Lindsay-penned “Meet Me at The Station” anchors in a radiant modal jazz, evoking the work of Coltrane, McCoy, and Chico Freeman. The piece has Siegel’s effervescent drumming highlighting ride cymbal attacks and evincing a natural ability to swing distinctively. The quartet maintains the Coltrane invocations and spiritual connotations on Tanksley’s exuberant “A New Freedom”, in which the saxophonist embarks on circular agitation and angular figures, having the pianist building harmonic blocks with perfect pedal-points. Defining the layer beneath with magical tension, Tanksley works together with the bandleader and Langthaler, who both improvise after employing skittering percussive methods and grooving pizzicatos, respectively.
If Siegel’s “Art’s Message” follows a blues-based modal form to honor the inspiring drummer Art Blakey, then “Crescent Sound” opens with the bandleader dancing on the toms before adding cymbals in an Elvin Jones-inspired drum solo. A brief hard-swinging passage holds up Lindsay’s rhythmically inventive improv fueled by crisp exclamations, which totally come to a halt when Tanksley takes the lead. Having just bass as accompaniment, she becomes unpredictably bluesy prior to the reinstatement of the avant-gardish short theme.
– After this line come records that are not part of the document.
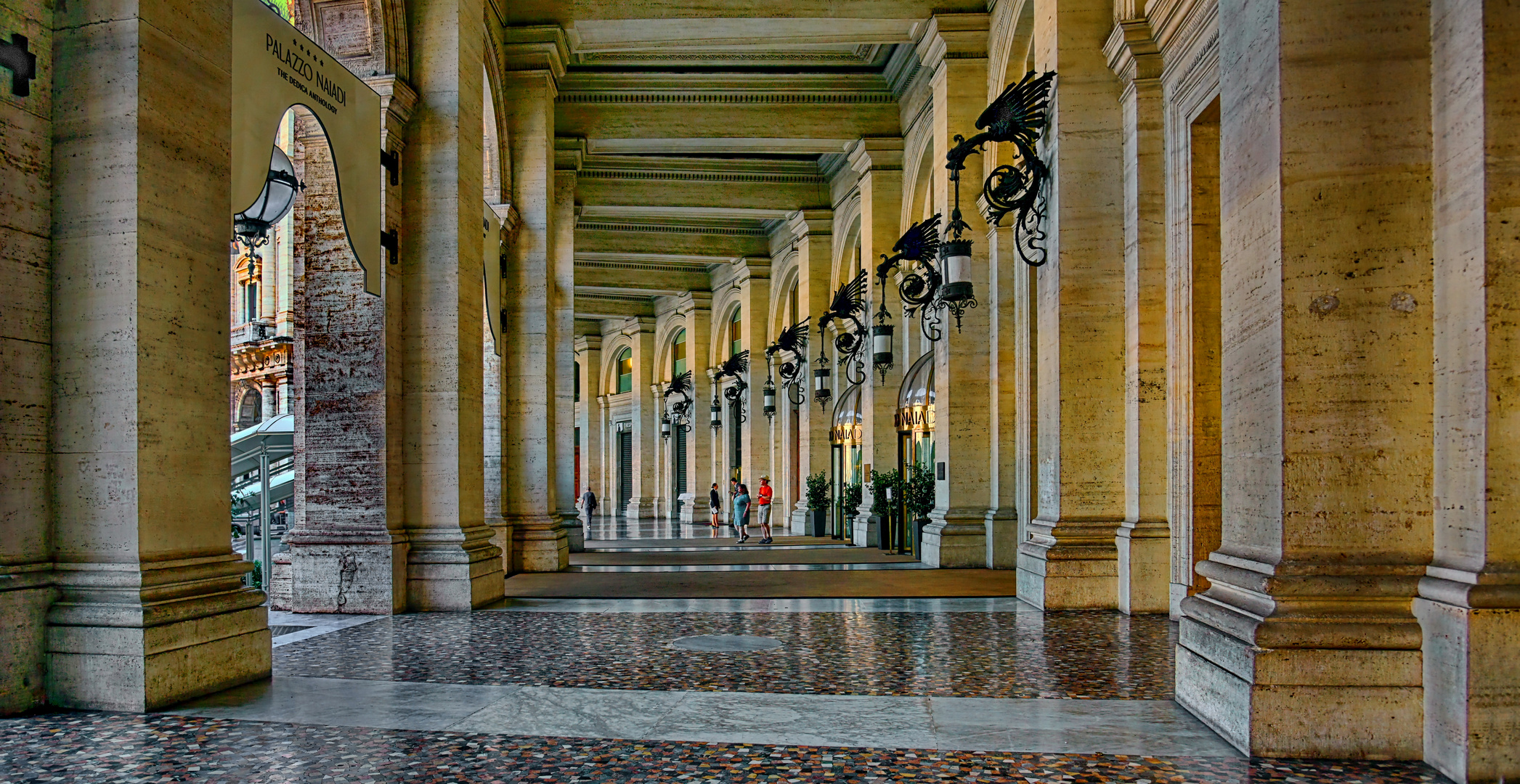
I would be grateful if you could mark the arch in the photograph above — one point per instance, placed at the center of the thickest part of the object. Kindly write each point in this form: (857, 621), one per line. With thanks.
(625, 369)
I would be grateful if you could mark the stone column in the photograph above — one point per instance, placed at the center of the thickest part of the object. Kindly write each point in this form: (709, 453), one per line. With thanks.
(528, 465)
(641, 330)
(342, 555)
(1143, 536)
(1304, 643)
(812, 232)
(696, 312)
(561, 318)
(1069, 560)
(452, 563)
(589, 353)
(1468, 602)
(955, 49)
(879, 163)
(150, 605)
(756, 297)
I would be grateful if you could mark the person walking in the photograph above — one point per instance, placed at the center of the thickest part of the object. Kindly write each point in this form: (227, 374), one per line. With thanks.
(763, 510)
(589, 503)
(742, 514)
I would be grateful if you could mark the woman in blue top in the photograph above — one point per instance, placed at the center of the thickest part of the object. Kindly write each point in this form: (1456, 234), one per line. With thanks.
(742, 514)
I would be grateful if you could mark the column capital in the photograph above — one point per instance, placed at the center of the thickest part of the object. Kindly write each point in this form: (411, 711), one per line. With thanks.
(954, 37)
(1133, 52)
(810, 224)
(537, 47)
(876, 154)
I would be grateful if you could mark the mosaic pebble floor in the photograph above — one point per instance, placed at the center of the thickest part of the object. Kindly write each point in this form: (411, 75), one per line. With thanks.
(94, 748)
(1054, 656)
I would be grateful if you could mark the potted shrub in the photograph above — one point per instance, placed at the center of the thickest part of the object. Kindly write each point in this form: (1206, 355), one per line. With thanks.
(919, 497)
(816, 503)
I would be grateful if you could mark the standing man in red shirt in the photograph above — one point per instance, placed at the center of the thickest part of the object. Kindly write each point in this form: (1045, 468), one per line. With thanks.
(763, 510)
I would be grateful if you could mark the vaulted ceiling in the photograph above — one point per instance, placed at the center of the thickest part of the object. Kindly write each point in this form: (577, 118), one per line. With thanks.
(707, 122)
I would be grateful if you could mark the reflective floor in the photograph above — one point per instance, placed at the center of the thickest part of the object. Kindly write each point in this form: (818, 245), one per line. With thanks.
(686, 689)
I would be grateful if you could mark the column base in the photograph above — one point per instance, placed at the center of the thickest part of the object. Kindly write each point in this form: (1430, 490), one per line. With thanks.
(540, 544)
(955, 542)
(1145, 567)
(1304, 703)
(23, 657)
(1069, 565)
(362, 575)
(1472, 711)
(444, 573)
(161, 648)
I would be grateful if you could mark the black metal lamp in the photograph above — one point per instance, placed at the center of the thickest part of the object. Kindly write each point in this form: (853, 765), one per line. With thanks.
(274, 201)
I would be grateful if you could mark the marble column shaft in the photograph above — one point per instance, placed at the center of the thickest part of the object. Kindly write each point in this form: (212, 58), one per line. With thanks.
(1143, 536)
(150, 603)
(452, 563)
(1468, 602)
(812, 232)
(561, 315)
(1304, 643)
(528, 470)
(879, 163)
(1070, 561)
(955, 47)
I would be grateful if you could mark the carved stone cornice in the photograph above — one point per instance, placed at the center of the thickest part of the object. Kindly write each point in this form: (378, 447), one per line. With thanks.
(538, 47)
(724, 89)
(877, 154)
(954, 37)
(1133, 52)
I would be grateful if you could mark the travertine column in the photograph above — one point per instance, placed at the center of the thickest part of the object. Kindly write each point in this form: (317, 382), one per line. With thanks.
(528, 467)
(756, 297)
(812, 232)
(452, 563)
(879, 161)
(150, 605)
(696, 311)
(589, 354)
(1304, 643)
(1069, 560)
(1143, 538)
(1468, 602)
(561, 339)
(955, 47)
(341, 549)
(646, 422)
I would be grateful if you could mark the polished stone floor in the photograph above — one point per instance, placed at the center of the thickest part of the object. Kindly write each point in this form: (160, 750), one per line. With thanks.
(684, 690)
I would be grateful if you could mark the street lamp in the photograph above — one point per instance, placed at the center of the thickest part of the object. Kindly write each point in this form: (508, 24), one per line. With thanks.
(274, 201)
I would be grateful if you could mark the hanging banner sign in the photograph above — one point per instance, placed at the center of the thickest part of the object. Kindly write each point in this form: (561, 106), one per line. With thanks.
(277, 68)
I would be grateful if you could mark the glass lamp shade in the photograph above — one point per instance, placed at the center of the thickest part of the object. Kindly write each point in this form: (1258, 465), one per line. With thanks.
(274, 201)
(955, 265)
(882, 344)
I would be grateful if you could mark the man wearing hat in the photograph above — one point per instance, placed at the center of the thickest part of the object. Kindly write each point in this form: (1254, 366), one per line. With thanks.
(763, 510)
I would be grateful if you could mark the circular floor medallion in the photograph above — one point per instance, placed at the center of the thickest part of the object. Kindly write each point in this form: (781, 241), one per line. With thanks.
(726, 642)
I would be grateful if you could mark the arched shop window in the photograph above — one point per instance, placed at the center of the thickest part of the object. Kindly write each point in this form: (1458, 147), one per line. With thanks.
(625, 371)
(678, 356)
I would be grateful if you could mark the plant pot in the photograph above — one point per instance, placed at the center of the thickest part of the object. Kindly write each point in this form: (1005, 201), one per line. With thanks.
(818, 523)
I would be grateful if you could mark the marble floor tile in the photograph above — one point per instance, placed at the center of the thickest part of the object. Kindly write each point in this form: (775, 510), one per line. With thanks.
(1073, 727)
(344, 703)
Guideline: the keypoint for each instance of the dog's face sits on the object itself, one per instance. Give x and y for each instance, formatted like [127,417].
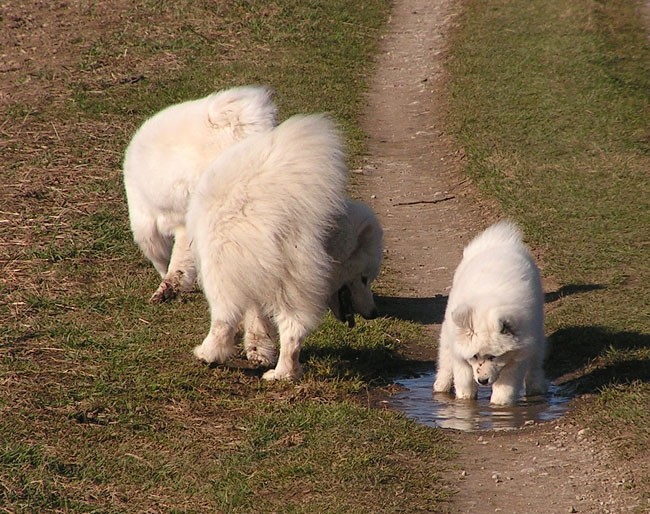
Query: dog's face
[358,270]
[487,342]
[486,368]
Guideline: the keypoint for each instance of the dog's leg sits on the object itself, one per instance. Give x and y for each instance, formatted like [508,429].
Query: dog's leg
[219,344]
[181,272]
[292,335]
[444,375]
[259,337]
[506,390]
[464,385]
[535,379]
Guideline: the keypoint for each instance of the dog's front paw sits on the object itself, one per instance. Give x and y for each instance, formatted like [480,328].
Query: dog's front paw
[165,292]
[261,356]
[442,386]
[211,353]
[275,374]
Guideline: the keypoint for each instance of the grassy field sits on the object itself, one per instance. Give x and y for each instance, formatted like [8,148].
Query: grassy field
[102,406]
[552,104]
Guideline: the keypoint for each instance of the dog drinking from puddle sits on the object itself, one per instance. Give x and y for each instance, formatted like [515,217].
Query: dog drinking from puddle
[493,330]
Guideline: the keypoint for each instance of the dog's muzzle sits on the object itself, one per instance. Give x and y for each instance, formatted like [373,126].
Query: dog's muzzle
[346,311]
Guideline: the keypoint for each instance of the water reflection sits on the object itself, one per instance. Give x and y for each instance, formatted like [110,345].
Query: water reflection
[418,402]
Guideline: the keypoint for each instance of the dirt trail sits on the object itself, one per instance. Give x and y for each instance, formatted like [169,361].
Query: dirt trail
[413,179]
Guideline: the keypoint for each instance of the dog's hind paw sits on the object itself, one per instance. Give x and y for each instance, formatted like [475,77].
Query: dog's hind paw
[274,374]
[212,354]
[165,292]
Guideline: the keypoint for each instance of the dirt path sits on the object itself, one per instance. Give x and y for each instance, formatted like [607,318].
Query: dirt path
[413,179]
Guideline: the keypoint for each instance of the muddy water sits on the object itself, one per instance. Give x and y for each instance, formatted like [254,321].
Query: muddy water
[418,402]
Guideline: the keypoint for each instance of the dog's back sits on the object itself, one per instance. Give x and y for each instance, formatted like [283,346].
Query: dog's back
[260,215]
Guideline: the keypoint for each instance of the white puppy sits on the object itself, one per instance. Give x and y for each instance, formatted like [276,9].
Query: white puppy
[163,163]
[493,331]
[259,221]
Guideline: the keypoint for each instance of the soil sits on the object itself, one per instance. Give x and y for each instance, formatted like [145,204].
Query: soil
[413,179]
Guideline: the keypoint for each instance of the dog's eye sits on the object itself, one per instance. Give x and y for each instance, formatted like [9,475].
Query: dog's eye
[506,328]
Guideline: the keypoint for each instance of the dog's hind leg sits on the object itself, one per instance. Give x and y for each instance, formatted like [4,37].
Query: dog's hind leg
[444,375]
[464,385]
[292,335]
[219,345]
[259,336]
[181,272]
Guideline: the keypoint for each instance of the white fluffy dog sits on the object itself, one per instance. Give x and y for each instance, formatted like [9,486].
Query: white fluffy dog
[493,331]
[163,163]
[260,221]
[355,247]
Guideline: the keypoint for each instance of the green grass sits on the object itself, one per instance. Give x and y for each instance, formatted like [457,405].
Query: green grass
[102,406]
[551,101]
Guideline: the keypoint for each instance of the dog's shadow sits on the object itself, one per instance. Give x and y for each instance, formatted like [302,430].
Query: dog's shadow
[431,310]
[427,310]
[574,349]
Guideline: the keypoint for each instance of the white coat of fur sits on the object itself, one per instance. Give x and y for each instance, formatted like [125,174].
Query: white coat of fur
[164,161]
[493,330]
[355,247]
[259,221]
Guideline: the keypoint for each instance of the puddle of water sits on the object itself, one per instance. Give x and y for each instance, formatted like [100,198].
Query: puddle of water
[418,402]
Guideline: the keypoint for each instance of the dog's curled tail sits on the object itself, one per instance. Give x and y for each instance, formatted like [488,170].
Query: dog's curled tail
[240,108]
[502,233]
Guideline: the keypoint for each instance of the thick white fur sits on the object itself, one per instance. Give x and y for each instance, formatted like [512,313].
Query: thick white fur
[355,247]
[163,163]
[493,331]
[259,221]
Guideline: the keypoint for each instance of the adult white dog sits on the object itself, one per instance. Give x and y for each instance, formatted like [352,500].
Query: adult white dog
[493,331]
[355,247]
[271,229]
[163,163]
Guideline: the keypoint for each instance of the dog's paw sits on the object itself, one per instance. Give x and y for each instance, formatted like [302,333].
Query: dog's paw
[503,395]
[275,374]
[465,394]
[211,353]
[261,356]
[441,386]
[165,292]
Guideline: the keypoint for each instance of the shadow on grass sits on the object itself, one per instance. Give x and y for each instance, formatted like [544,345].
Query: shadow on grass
[431,310]
[419,310]
[589,358]
[570,290]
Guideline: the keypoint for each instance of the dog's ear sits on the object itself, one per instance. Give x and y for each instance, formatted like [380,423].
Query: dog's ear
[462,316]
[506,326]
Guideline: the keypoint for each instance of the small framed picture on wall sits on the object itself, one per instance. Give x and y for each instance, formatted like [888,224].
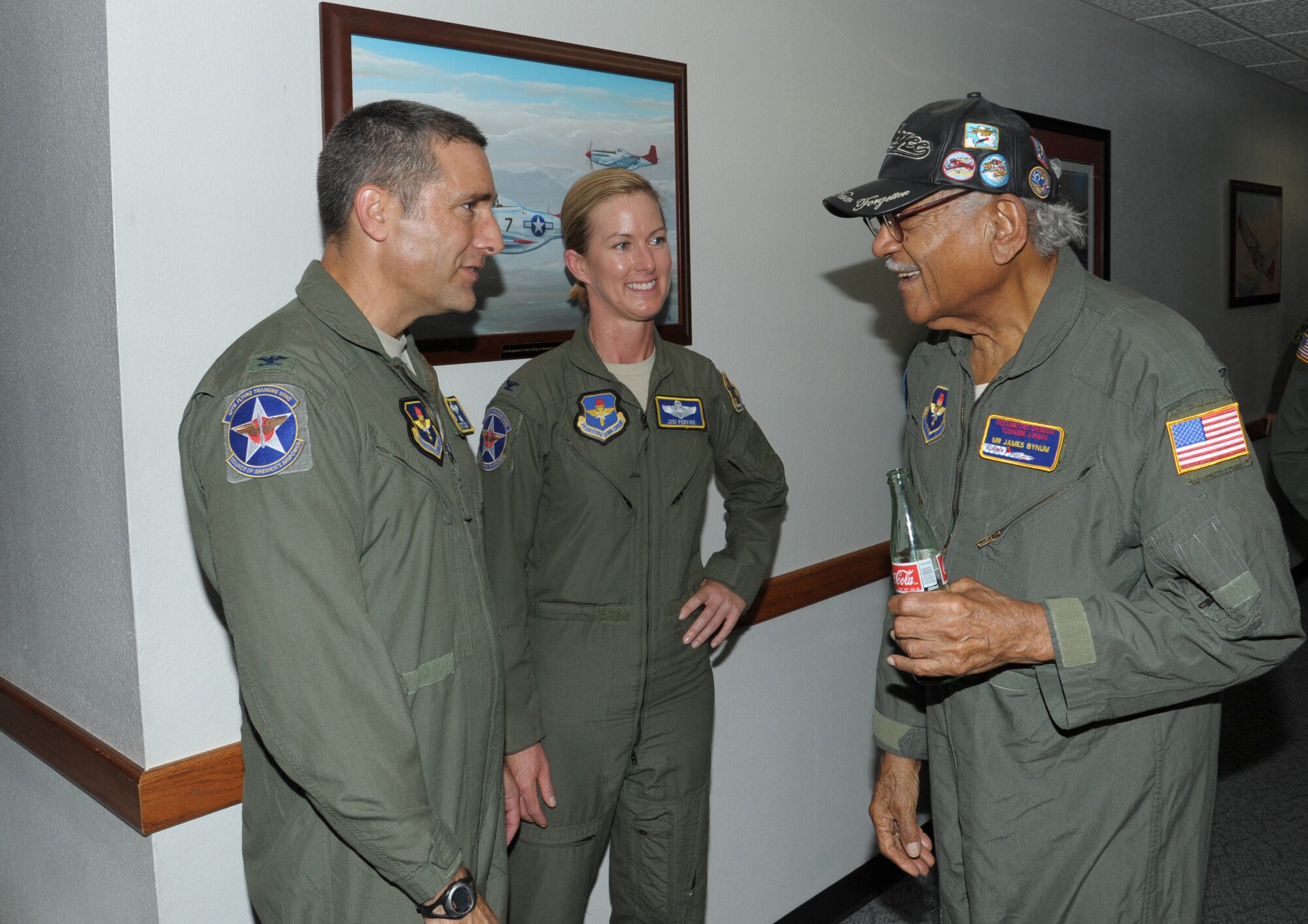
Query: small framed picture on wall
[1255,235]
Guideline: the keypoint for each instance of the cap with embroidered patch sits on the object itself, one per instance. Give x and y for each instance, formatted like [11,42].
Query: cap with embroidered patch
[969,143]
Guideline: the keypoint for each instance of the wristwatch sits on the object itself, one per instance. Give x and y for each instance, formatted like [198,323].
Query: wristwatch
[456,903]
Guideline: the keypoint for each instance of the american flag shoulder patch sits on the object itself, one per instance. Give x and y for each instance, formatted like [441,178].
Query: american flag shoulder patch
[1208,439]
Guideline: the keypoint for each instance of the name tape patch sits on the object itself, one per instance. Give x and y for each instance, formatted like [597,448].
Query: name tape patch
[680,413]
[1022,443]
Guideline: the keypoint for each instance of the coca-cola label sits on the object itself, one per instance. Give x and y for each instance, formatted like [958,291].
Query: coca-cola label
[918,576]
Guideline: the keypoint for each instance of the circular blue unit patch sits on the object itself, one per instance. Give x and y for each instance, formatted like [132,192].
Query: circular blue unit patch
[264,434]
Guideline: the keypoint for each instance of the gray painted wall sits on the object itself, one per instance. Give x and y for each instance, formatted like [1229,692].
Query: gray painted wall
[63,857]
[66,610]
[66,615]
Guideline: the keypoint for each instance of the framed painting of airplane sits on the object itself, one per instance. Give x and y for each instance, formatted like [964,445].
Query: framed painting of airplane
[1086,155]
[1255,244]
[551,112]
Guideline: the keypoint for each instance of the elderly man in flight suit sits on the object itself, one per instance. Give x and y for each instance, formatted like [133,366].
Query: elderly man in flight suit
[336,508]
[1290,432]
[1116,558]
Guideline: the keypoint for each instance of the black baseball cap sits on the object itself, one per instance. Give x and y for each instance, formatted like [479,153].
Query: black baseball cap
[969,143]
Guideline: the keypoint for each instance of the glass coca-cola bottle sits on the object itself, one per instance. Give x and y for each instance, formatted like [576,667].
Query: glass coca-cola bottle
[916,560]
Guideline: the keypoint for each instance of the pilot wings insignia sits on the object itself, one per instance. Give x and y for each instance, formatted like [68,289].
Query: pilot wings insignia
[680,413]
Tranquility is found not only on Coltrane’s “Peace On Earth”, which opens with a bass solo, but also on “M Song”, a ballad Siegel wrote for his wife, implementing harmonic movements typical from jazz standards.
With the exceptional level of interplay that characterize them, the band renders the African American spiritual “I Want Jesus To Walk With Me”, arranged by tenorist Arthur Rhames, with rock-steady tonalities and a riveting pose.
Even if not so strong as last year’s King of Xhosa, London Live has an uplifting quality deriving from a rich combination of melodic, harmonic, and rhythmic senses that also shows the generous and thoughtful temperament of Siegel’s compositional style.